Transport for Greater Manchester (TfGM) is unlikely to roll out its own version of London's Direct Vision Standard, due to it having less resource than TfL and, arguably, less need. caught up with Helen Smith, head of logistics at TfGM, at the Alexandra Palace Expo, when she said a Direct Vision Standard was not on the cards for the city.

“One reason is that we’re a long way behind TfL,” she said.  “They’ve got a lot of resource, they’ve got a big team, and they’ve been doing it for years. Manchester’s just got me! So we’re in no hurry.”

“But the other things is that within Manchester we don’t have that same disproportionate representation of cyclists involved in collisions with HGVs.

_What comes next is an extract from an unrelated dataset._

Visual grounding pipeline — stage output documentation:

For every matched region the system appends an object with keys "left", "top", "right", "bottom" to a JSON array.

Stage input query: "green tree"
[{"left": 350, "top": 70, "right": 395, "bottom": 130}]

“That’s not to say that we want to sit back and accept any level of culture, because we want zero tolerance, but it’s about us working with the industry in a supportive way. It’s not about limitations, we’re about enabling, rather than using a big stick. It’s getting it off the ground and seeing how it evolves.”

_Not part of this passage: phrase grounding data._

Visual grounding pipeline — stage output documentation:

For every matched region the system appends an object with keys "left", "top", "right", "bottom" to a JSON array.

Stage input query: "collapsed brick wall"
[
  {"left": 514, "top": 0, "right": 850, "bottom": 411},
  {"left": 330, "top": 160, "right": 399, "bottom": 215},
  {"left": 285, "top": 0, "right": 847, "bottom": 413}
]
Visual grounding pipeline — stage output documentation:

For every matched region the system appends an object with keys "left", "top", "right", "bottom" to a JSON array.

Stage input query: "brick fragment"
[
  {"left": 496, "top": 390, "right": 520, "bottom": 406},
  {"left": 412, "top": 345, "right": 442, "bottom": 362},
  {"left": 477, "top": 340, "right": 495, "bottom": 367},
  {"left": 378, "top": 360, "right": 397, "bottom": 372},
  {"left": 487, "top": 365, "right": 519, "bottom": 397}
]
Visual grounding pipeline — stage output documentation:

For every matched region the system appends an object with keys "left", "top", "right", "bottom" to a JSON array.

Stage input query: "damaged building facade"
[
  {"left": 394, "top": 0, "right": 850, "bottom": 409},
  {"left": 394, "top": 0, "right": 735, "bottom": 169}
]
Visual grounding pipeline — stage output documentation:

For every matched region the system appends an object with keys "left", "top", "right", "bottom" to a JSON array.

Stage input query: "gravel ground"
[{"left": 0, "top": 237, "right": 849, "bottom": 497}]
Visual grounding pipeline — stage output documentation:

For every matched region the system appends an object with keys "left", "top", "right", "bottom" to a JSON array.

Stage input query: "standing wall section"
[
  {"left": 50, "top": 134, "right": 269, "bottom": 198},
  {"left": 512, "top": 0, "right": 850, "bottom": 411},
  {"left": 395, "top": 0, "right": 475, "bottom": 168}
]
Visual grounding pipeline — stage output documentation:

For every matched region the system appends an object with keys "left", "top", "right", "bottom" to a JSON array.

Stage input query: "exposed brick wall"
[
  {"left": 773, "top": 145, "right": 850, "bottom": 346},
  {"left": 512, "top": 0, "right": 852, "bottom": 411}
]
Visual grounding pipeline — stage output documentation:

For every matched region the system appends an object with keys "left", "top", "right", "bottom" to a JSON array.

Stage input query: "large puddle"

Smith added that TfGM would be working with the University of Manchester and Manchester Metropolitan University to help them meet the Clocs standard.

It also plans to work with local authorities and transport operations, and eventually reach out to smaller hauliers.

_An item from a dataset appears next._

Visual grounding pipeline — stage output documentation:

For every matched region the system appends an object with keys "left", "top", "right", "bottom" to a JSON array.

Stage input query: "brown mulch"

Smith said: “We’ve received a lot of positivity around it, but in the main we’re preaching to the converted at the minute. We’re engaging with the higher level operators who are already engaged with the standard, or, if they’re not, they’re quite open to doing so.

“So the first big challenge will be how do we link in with the smaller operators?

“Is the approach consolidation, so lower the number of operators coming into the city centre? That way you don’t need to reach the whole supply chain, but you’ve got compliance in your open areas, which is the critical part at the minute.”